Beyond the door, I hear shouting, and I push myself up on my tiptoes to look out. Through a set of glass doors, I can see the women not in confinement. Their white T-shirts are stained from use, and their orange pants hang baggily off their asses. Two of them are in the middle of a fight, with fistfuls of hair flying everywhere, while the other women cheer for the person they want to win.

Guards rush in, restraining the fighters and a handful of others. Handcuffs are brought out and secured. Even in jail, we can be prisoners. It’s so fucked up.

Can I live like this for the rest of my life?

Footsteps make their way toward my door, and I hurry back to my bed, plopping down on it. The little metal compartment in the middle of my door opens, and a tray filled with food slides in.

The person giving it to me doesn’t acknowledge me, doesn’t say hello. Hell, I’d be happy if they told me to fuck off just to communicate with another person.

I blink my tired eyes then go and retrieve my lunch. Looking at the plate, I note the small dividers keeping the grotesque contents of each square segregated from the others, as if all hell would break loose if they touched.
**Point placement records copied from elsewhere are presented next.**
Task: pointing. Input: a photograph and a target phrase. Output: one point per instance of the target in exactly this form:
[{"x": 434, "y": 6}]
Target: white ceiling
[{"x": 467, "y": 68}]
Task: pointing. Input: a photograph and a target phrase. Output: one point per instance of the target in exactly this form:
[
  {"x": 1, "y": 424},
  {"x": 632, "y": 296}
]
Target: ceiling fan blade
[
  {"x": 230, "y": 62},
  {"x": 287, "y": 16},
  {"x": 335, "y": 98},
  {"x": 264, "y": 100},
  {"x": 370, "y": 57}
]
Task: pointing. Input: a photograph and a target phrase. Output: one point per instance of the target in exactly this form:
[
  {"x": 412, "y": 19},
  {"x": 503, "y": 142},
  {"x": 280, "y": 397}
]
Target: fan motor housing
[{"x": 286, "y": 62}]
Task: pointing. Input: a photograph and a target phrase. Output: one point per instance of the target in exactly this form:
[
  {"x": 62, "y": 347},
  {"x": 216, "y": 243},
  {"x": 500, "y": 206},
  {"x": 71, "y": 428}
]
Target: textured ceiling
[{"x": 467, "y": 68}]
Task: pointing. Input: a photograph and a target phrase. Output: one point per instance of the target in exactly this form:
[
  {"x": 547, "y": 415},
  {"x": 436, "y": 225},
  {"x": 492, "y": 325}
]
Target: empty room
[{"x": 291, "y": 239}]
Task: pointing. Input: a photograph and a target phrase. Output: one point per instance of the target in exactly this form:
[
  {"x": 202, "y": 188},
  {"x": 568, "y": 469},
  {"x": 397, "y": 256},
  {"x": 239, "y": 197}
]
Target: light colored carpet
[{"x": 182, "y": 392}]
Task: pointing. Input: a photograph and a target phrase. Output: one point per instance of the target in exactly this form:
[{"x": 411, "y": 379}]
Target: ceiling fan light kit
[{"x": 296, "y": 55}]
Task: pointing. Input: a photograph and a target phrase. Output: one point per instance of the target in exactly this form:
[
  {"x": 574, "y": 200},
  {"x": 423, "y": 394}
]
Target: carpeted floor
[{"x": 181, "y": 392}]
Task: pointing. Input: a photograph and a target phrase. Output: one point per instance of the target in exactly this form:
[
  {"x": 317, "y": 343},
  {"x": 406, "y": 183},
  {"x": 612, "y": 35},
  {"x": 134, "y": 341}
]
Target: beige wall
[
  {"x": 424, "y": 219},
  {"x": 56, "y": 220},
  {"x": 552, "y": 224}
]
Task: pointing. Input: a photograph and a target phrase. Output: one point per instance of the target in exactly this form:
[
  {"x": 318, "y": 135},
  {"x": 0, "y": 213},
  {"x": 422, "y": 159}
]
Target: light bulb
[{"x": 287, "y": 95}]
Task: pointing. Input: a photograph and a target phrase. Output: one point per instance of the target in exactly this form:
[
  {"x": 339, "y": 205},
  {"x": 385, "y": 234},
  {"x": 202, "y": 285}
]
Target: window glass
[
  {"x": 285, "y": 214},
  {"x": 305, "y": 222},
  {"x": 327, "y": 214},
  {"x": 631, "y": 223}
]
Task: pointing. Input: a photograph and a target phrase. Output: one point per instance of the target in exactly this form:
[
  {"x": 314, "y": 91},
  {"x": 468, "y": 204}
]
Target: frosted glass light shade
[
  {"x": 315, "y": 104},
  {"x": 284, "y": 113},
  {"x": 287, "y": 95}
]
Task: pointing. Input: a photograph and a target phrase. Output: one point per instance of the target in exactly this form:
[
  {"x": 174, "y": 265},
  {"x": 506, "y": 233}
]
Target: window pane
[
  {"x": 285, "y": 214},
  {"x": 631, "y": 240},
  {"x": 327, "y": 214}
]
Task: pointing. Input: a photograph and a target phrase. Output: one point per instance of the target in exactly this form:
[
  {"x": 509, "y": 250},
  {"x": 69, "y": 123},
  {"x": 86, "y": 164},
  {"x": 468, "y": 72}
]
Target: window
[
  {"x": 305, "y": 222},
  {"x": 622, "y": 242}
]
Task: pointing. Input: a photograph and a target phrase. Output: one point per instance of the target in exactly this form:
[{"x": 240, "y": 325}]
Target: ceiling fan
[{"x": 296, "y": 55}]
Slop filled with nameless chunks of grayish meat float in a watery broth. Another holds what looks like bright orange cottage cheese but smells like rotten eggs. The only thing I can even fathom putting in my body is the carton of milk.

Abandoning the food, I open the milk and drink it down fast. It’s been so long since I’ve had the extra cash to buy it that I almost forgot how good it is.

Lying here in my bed, I feel like jail is really a giant daycare for bad people. We’re clothed and fed. We have specific wake times, bedtimes, and shower times. Our food comes in tiny slots, and we eat it with milk while wearing jammies all day long.

Fuck, I need to get out of here.

I’m already going mad, and it hasn’t even been a day. I can’t imagine spending my life in prison. Tossing the empty milk carton back onto the tray, I flop down on my back and stare at the ceiling.

Or can I? Maybe I can live here for the rest of my life. Sure, Mitch-bitch will end up in a state-run facility, but he won’t fucking die there. It’s Mischief I’m more concerned about. But with that heart on his nose, and those adorable, mismatched eyes, he’d be adopted in no time.

Right?

Or maybe it’s wishful thinking, something I thought I had given up on a long time ago. I close my eyes and let out a deep sigh when I feel something—a drop of water. My eyes fly open, and I look around before feeling another land on my arm. The droplet dribbles down my skin and onto the bed, and I stare at the fucking thing as if it might do tricks if I watch long enough.

Another drop lands on my nose, and I look up, seeing beads of water forming over my bed.

Fucking hell.

Moving off my bed, I tuck myself into a corner by the door and begin screaming for a guard, but no one comes, and several minutes later, it begins raining in my fucking cell.

The water is gray and smells like rotten assholes. Quickly, my standard white T-shirt is soaked through, and my hair is drenched in wet curls around my face.

“Fucking help!” I scream until my voice grows hoarse, until I’m shaking from the cold, until I’m so desperate to get out of here that I’d offer to be Bronson’s personal slave for the rest of my life.

How bad could going undercover for a family of murderers even be? As dirty water continues to soak me to the bone, I realize I don’t fucking care. They can kill whomever they want as long as I get out of here. Shit. Bronson even offered me a tiny apartment.

I was a fool to say no in the first place.